Alex K. Miller

International Development Data Scientist

Climate finance and climate vulnerability choropleth

A choropleth map I designed in October 2024 as a part of an unreleased redesign of a climate finance tracker for COP29. It shows total ODA allocated to climate adaptation on the left in green and a climate vulnerability index on the right in red. The map features formatted pop-ups on click and a slider in the middle that allows users to change the boundary.

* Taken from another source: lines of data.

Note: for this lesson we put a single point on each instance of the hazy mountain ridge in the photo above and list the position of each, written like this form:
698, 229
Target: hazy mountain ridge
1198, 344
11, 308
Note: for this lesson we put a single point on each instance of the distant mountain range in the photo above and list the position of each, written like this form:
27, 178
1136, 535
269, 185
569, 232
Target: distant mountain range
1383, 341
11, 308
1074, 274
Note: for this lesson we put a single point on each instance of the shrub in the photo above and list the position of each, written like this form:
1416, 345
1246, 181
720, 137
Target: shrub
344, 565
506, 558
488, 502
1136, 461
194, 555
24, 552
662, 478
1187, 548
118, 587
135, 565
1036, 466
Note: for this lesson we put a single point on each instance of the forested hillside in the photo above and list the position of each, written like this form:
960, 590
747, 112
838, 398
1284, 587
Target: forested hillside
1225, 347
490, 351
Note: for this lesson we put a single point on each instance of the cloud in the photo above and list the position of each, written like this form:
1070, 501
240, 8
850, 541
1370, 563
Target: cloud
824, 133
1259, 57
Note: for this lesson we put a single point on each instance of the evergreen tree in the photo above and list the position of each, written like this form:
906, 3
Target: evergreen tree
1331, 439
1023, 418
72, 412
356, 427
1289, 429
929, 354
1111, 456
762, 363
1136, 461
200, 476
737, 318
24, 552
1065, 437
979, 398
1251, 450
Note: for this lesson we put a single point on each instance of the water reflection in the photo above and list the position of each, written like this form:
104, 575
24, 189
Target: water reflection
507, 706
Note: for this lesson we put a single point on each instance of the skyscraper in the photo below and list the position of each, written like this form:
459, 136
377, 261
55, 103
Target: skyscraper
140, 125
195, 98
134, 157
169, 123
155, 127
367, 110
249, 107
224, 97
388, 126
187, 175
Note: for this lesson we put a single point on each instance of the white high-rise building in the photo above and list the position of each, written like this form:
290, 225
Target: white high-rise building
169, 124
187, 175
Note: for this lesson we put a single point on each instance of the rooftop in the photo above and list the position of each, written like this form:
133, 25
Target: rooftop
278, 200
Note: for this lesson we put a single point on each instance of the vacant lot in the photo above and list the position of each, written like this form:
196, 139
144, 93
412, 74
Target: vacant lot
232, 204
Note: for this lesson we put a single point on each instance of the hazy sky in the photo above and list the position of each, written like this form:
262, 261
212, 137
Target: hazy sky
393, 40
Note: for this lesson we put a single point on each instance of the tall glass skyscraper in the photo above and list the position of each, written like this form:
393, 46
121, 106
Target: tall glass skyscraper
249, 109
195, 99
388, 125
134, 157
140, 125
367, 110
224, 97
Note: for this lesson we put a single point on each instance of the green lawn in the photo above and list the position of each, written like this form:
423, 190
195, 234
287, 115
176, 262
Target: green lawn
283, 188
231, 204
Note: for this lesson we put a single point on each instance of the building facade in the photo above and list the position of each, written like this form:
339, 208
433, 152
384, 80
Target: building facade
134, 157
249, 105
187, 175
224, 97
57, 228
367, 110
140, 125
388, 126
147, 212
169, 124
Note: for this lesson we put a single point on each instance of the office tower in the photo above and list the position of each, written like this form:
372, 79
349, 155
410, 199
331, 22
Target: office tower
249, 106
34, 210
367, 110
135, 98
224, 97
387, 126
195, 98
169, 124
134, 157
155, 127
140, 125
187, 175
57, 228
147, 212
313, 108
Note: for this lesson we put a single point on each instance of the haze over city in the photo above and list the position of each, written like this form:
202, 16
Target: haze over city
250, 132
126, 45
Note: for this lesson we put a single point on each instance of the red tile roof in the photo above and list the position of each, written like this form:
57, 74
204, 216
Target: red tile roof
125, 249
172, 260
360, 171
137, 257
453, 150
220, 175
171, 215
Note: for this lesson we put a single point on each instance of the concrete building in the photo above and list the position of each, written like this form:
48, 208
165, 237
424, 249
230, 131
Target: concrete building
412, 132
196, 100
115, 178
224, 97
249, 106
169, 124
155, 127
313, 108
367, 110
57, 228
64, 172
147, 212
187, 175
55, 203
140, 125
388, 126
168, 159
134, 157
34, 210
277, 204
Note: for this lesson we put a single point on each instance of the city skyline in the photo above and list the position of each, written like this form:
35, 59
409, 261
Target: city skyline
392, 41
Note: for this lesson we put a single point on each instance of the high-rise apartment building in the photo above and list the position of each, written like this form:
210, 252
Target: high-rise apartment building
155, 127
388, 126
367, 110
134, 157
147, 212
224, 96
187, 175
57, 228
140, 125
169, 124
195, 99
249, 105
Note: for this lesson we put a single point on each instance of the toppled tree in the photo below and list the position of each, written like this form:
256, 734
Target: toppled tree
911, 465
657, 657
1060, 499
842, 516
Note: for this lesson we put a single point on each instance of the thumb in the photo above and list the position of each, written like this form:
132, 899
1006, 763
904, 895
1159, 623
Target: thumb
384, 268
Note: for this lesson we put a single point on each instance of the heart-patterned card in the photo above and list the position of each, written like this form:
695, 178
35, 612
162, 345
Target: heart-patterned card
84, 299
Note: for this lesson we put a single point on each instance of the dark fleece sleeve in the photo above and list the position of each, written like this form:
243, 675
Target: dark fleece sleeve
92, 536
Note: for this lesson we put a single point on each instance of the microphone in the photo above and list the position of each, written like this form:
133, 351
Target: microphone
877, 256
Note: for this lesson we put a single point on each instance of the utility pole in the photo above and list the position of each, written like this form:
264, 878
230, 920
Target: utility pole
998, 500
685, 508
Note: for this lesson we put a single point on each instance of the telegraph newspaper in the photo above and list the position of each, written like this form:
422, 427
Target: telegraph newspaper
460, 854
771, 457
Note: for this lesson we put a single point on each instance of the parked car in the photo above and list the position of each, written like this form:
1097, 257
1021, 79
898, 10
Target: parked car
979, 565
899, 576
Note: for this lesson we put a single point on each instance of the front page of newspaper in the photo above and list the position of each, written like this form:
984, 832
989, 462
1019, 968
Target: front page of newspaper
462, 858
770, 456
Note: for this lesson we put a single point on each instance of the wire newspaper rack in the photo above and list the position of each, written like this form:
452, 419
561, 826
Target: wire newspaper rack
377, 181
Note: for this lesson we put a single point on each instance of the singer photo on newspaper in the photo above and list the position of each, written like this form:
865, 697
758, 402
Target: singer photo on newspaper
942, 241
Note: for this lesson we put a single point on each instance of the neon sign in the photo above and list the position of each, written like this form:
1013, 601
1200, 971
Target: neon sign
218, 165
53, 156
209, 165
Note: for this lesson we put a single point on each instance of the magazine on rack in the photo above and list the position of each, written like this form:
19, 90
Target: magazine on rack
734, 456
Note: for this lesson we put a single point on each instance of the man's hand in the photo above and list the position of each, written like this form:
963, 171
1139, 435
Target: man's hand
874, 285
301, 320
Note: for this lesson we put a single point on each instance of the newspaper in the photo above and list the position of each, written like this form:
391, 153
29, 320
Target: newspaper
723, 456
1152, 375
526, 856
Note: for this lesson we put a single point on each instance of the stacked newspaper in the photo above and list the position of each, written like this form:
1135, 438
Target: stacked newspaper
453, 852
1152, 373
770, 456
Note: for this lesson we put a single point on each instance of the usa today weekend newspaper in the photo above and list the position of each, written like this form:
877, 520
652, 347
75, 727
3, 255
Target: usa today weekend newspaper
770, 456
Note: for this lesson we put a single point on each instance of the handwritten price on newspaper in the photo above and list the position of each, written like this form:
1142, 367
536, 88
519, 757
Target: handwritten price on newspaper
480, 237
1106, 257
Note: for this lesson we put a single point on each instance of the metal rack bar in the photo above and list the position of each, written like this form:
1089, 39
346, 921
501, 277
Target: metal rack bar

The data processing for the map as well as the creation of the HTML widget were automated using R.

Open-source code available here: https://github.com/devinit/climate-vulnerability-map-v2

IATI organization type sankey diagram

A sankey diagram showing how flows of international development assistance in 2023 reported to IATI are broken down into both donor and recipient organization types. Users can click to rearrange nodes on either side of the diagram, and hoverover either nodes or links to highlight and read the precise values in a tooltip. It shows the largest donor type is multilateral (101 USD billion) followed by government (94 USD billion), and the multilaterals are spending the most on other multilaterals first, followed by governments, followed by International NGOs. Data for the visual is scripted to download from the IATI Datastore API, so it can be kept up-to-date.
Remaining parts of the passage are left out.